I’m excited and proud to announce today that Datagen has closed $50M in Series B financing led by our new investor Andy Vitus from Scale Venture Partners, with participation from our existing investors TLV Partners, Viola Ventures and Spider Capital. Additional investors taking part in the round include financial funds Vintage IP, Viola Growth and others. Thank you to Scale Venture Partners and to all our investors whose belief in us enables us to substantially accelerate our growth with our total funding reaching $70m to date, and to take the data market for Computer Vision AI by storm.
When we first started Datagen back in 2018, Gil, my partner and Datagen CTO, and I had a vision of teaching AI to see the world through AI-powered 3D simulations. We knew that performance increases with data in the deep learning era, and that manual data acquisition is the #1 bottleneck holding the industry back from expediting orders of magnitude faster. Thanks to the traction we presented, alongside our broad market understanding and maturity, we secured $18.5M in funding exactly 11 months ago.

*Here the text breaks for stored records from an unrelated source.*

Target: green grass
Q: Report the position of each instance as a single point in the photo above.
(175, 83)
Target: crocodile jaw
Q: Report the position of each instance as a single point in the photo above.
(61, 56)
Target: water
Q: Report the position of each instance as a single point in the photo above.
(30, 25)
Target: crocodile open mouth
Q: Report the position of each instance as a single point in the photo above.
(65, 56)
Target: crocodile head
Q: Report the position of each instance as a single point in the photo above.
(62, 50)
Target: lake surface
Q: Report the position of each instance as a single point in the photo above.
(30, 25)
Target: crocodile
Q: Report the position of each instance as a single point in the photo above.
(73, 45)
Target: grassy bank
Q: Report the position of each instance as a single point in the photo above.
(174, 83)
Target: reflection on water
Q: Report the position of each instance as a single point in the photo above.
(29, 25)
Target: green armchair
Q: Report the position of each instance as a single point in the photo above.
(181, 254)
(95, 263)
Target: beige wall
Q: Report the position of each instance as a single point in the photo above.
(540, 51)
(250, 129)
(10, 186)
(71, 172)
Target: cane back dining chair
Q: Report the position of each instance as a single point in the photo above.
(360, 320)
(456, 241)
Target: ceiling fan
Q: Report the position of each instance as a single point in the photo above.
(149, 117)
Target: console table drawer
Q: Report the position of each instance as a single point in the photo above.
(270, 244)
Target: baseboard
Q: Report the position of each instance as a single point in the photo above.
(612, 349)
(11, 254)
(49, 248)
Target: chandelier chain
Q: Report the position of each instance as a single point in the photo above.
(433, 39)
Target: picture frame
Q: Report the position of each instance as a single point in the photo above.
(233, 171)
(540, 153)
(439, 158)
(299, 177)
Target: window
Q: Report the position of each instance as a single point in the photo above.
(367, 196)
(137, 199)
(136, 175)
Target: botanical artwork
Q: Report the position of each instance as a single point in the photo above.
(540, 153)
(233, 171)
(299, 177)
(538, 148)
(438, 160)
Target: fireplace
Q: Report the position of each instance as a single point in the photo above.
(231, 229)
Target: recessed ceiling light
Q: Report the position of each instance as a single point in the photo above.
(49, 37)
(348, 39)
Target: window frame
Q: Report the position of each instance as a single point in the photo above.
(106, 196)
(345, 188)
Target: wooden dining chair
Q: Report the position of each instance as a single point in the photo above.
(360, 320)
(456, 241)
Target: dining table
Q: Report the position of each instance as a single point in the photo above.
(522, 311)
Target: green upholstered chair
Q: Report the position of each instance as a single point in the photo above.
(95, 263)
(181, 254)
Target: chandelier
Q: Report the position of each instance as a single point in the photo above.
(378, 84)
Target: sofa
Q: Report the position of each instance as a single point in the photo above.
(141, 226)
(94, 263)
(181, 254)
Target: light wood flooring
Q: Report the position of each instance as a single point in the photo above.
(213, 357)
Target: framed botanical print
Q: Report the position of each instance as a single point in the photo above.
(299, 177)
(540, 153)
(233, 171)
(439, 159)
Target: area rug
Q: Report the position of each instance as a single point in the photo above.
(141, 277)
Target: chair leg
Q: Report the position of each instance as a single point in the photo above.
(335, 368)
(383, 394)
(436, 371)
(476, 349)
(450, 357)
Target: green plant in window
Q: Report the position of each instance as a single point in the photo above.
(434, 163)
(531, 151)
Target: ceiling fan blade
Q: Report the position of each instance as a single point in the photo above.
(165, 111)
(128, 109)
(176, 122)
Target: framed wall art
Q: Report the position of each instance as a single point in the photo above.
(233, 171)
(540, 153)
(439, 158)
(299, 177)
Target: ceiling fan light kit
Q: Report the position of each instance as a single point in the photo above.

In these past 11 months, there were unbelievable leaps in Datagen’s traction, going hand-in-hand with the trend the industry has experienced. Our conversations with customers and domain experts have changed from ‘explain to me what synthetic data is’ to ‘how can I solve my tasks with synthetic data’. We no longer have to show the value of synthetic data to our customers, instead, they come to us to share their success stories.
And the progress this market has made ever since is simply enormous.
According to Anthony Goldbloom and Gartner, the future of data is simulation. Goldbloom, the founder and CEO of Kaggle, says that “Synthetic data is an incredibly promising way to increase dataset size and diversity and allow us to build stronger models across all computer vision use cases.” Gartner predicts that by 2024, “60% of the data generated will be synthetic data” and “that it will completely overshadow real data in AI models” by 2030.
Datagen is also leading the way for a new paradigm of AI development – Data-as-Code. Data-as-Code is to data what Infrastructure-as-Code is to infrastructure: It turns heavy operational processes into a seamless, easy-to-control programmable interface. Even more importantly, it’s an approach that data scientists and AI engineers are eagerly adopting.
With synthetic data, the training data is just an artifact of running code. The users gain full control over the content of their data and managing it becomes just as easy as managing code. Essentially, synthetic data means that AI models can be the product of pure code. Thus, Data-as-Code becomes an enabler for data-centric AI and a way to manage data programmatically in one unified streamline.
Synthetic data is not just another type of data, combined with additional streams of data it will create better-performing ML models. Synthetic data is the new generation of data for AI. As Datagen’s product and technology matures, we see an increasing number of use cases addressed and solved exclusively using simulation and synthetically generated data. This is a strong signal that a new way of developing AI models is already here, changing the way we bring Computer Vision applications to production.
Datagen will continue to unlock the potential of visual AI and be a trusted advisor for our Fortune 500 customers to develop their future products in the worlds of AR/VR/Metaverse, in-cabin vehicle safety, security, robotics, IoT security and more.
I always say to our team that Datagen is not about the code we develop or the product we build. Datagen is about people. And amongst the different types of DNAs companies build, at Datagen we’ve genuinely been proving that top-performing companies can be built in healthy ways, without compromising on culture, respect and personal growth mindset. People here want their colleagues to succeed as their top priority, which creates an extraordinary work environment and very special connections. When our people are happy, communicating and balanced – the organization overperforms as a whole.
Andy Vitus, Partner at Scale VP, who brings years of experience as an engineer, an entrepreneur and an investor, joins us on this journey and infuses substantial industry knowledge in creating products that developers love.
Andy sums it up like this – “As we enter a new, data-centric age of machine learning, a streamlined, operationalized data pipeline is poised to be the most lucrative piece of the machine learning puzzle, this is why we are placing our bets on Datagen, who is creating a complete CV stack that will propel advancements in AI — fundamentally transforming the way computer vision applications are developed and tested. The potential impact of what Datagen has to offer, across a broad range of applications, is staggering.”
We’re lucky to have investors on board who understand the future of AI and are thankful to have them on this journey with us.
Onward and upward!
Ofir Zuk (Chakon) is the co-founder and CEO of Datagen.